A new casino bankruptcy hit the Atlantic City scene, and despite “fanfare” and a well-regarded presence, Revel is already heading for Chapter 11 protection in the beachside gambling destination in New Jersey.
The new casino bankruptcy comes well less than a year after Revel’s April launch, and WPIX in the area reports that hopes of an Atlantic City revamp — ones that unluckily came during one of the greatest and most devastating storms the party mecca had seen in many decades — fell flat for the venture:
“The casino has failed to resonate with gamblers in Atlantic City, which had looked to the casino as a catalyst for the ailing gambling town’s revival.
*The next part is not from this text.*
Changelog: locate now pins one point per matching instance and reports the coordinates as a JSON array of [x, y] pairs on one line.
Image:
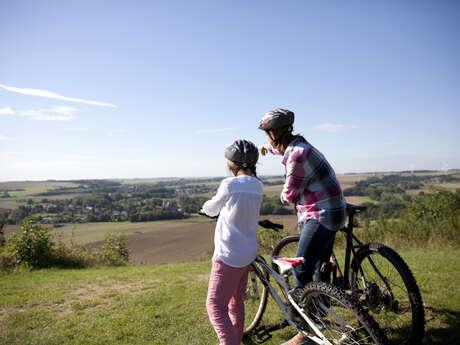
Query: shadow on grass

Atlantic City now has stiff competition from casinos in Pennsylvania, Queens, Westchester and Connecticut .. The Chapter 11 bankruptcy declaration is designed to reduce its debt load and place the casino on firmer financial footing. The company’s chief executive spinned the news as a positive.”
Indeed, the new casino bankruptcy for the $2.4 billion property happened quickly, but Revel flak say the filing allows its operators to remain afloat and open in Atlantic City.
Kevin DeSanctis, Revel’s CEO, said as the new casino bankruptcy was announced:
“Today’s announcement is a positive step for Revel … The agreement we have reached with our lenders will ensure that the hundreds of thousands of guests who visit Revel every year will continue to enjoy a signature Revel experience in our world-class facility.”
The news puts a bit of a damper on Atlantic City’s revitalization efforts after massive destruction was visited upon it during Sandy, and Michael Drewniak, press secretary for Gov. Chris Christie, softened the blow by assuring locals and tourists:
“We are committed to the resurgence of Atlantic City, the tourism district, and the many efforts currently under way to bring world-class attractions and entertainment to the city. A rejuvenated Revel will remain an integral part of that landscape, as it continues full operations as a premiere hotel, gaming and top-flight entertainment hub for the city, in addition to employing more than 2,000 people.”
“Most importantly, none of those things that make Revel among Atlantic City’s highest-profile attractions will change, as Revel uses this new financial flexibility and the continued backing of its investors to grow the business and be part of Atlantic City’s expansion.”
The new casino’s bankruptcy is one of several setbacks that face Revel, and construction of the facility was only completed in 2011 after being held up due to recession-related funding issues and a major bank pull-out.